Утопив папиросу в полоскательной чашке, она продолжала, хмурясь:
— На мой взгляд, религия — бабье дело. Богородицей всех религий — женщина была. Да. А потом случилось как-то так, что почти все религии признали женщину источником греха, опорочили, унизили ее, а православие даже деторождение оценивает как дело блудное и на полтора месяца извергает роженицу из церкви. Ты когда-нибудь думал — почему это?
— Нет, — ответил Самгин и начал рассказывать о Макарове.
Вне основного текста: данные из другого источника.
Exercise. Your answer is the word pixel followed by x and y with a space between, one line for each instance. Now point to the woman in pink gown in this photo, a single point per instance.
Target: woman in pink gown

Марина, хлебнув мадеры, долго полоскала ею рот, затем, выплюнув вино в полоскательную чашку, извинилась:
— Прости, второй день железный вкус какой-то во рту.
Вытерла губы платочком и пренебрежительно отмахнулась им, говоря:
— Феминизм, суфражизм — все это, милый мой, выдумки нищих духом.
Самгин снова замолчал, а она заговорила о своих делах в суде, о прежнем поверенном своем:
— Дурак надутый, а хочет быть жуликом. Либерал, а — чего добиваются либералы? Права быть консерваторами. Думают, что это не заметно в них! А ведь добьются своего, — как думаешь?
— Возможно, — согласился Самгин.
Марина засмеялась. Каждый раз, беседуя с нею, он ощущал зависть к ее умению распоряжаться словами, формировать мысли, но после беседы всегда чувствовал, что Марина не стала понятнее и центральная ее мысль все-таки неуловима.
Разговорам ее о религии он не придавал значения, считая это «системой фраз»; украшаясь этими фразами, Марина скрывает в их необычности что-то более значительное, настоящее свое оружие самозащиты; в силу этого оружия она верит, и этой верой объясняется ее спокойное отношение к действительности, властное — к людям. Но — каково же это оружие?